By Sarina Trangle
City Board of Elections President Jose Miguel Araujo put his wife on the payroll so their family could get health insurance, but the move may not have been a benefit now that city attorneys are involved.
The city Conflicts of Interest Board announced last week it levied its maximum fine of $10,000 against Araujo, Queens’ Democratic BOE commissioner, and issued a $1,500 penalty against a Queens borough manager who also breached city law by hiring a relative.
Araujo admitted he employed his wife, Rita Araujo, as a temporary clerk in the Queens BOE office for more than 2 1/2 years in a signed disposition.
“I hired my wife so that she could obtain health insurance for our family under the city’s health benefits program,” the document read. “Rita was employed by the BOE from approximately Feb. 21, 2010 to Oct. 11, 2012, during which time she was enrolled in a city health benefits program.”
Araujo, who lives in East Elmhurst and works as an attorney at Renfroe, Driscoll & Foster, LLP, said he terminated his wife when his commissioner position was up for renewal and officials told him he needed a waiver to employ her, according to the disposition.

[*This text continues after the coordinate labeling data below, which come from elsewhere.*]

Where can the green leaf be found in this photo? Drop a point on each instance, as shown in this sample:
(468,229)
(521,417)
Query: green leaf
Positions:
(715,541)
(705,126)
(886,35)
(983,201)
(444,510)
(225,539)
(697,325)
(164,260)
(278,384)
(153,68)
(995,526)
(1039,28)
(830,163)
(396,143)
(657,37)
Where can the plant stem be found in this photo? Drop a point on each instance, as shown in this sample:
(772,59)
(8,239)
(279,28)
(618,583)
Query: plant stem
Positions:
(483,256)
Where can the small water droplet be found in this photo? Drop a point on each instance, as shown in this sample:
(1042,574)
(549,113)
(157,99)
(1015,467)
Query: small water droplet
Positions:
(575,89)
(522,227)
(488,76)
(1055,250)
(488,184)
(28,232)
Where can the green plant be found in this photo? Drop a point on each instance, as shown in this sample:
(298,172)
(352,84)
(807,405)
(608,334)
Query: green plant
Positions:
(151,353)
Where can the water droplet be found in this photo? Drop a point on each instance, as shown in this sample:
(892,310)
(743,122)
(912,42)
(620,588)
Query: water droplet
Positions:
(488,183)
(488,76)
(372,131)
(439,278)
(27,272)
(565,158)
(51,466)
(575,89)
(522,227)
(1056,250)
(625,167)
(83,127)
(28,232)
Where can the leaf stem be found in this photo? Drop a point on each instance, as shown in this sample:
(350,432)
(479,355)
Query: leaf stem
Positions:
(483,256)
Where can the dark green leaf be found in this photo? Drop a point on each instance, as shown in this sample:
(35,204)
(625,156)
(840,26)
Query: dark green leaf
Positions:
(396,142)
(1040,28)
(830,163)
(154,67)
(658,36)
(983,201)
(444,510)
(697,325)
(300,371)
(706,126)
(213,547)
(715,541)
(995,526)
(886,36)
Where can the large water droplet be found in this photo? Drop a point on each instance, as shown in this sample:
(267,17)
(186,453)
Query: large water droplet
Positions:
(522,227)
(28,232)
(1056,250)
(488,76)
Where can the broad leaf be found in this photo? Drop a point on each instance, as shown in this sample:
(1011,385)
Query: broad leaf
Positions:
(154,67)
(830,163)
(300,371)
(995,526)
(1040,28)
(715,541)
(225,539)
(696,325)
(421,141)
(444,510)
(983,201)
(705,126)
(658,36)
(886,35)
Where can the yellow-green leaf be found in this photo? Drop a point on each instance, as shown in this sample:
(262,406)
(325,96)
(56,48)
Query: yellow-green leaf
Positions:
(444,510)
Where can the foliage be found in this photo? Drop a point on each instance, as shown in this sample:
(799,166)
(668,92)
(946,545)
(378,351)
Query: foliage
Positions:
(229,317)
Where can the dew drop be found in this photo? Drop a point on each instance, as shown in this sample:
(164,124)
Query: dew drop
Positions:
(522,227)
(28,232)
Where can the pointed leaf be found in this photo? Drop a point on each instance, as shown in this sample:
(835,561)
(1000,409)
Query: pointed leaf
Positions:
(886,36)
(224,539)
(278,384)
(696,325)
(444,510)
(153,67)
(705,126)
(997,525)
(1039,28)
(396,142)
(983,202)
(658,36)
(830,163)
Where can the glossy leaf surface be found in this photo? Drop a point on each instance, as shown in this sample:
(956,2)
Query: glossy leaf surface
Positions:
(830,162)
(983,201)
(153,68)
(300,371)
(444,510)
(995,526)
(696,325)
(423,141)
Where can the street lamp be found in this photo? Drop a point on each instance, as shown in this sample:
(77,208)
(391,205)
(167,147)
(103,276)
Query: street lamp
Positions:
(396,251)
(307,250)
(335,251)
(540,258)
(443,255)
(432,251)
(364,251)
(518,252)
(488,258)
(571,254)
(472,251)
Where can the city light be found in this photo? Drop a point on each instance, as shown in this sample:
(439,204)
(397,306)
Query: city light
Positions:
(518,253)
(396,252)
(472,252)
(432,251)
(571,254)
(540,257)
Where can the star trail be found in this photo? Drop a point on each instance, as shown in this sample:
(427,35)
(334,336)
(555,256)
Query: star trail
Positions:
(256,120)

Araujo did not return calls for comment.
He was named Queens’ Democratic BOE commissioner in 2008 and reappointed twice. His fellow commissioners voted him president in July 2014.
Under state law, the two major political parties must be equally represented in the agency. Ten commissioners — one Democrat and one Republican from each borough — oversee the board. The City Council typically fills these leadership posts based on candidates suggested by the county Democratic and GOP parties.
Michael Reich, executive secretary of the Queens Democratic Party, did not return calls for comment.
Critics say the BOE’s bipartisan structure has fueled a culture of nepotism because commissioners have the authority to hire, promote and fire employees in their home borough.
After a city Department of Investigation report hypothesized patronage may be behind the BOE’s shortcomings and estimated 69 of its employees were related, The TimesLedger Newspapers reported both of Queens’ commissioners made questionable hires.
Besides his wife, Araujo employed his sister-in-law, Raquel Torres, according to sources and personnel documents obtained through a Freedom of Information Law request.
The GOP Commissioner, Michael Michel, approved the hiring and promotion of Joseph Cintron, who lives with Michel’s daughter and fathered a child with her, according to sources and personnel documents.
The city Board of Elections did not respond to a request for comment.
The Conflict of Interests Board also penalized Barbara Conacchio, chief clerk at the BOE’s Queens office, $1,500 for hiring her daughter, Amanda Conacchio.
The elder Conacchio, who started at the BOE in 1991, admitted she gave her daughter a temporary gig in 1992, when she was still in high school, and later oversaw her when she took a full-time, permanent clerk position at the Queens office, according to a signed disposition.
Amanda Conacchio was transferred to the general BOE office in February 2014.
Her mother could not be reached for comment.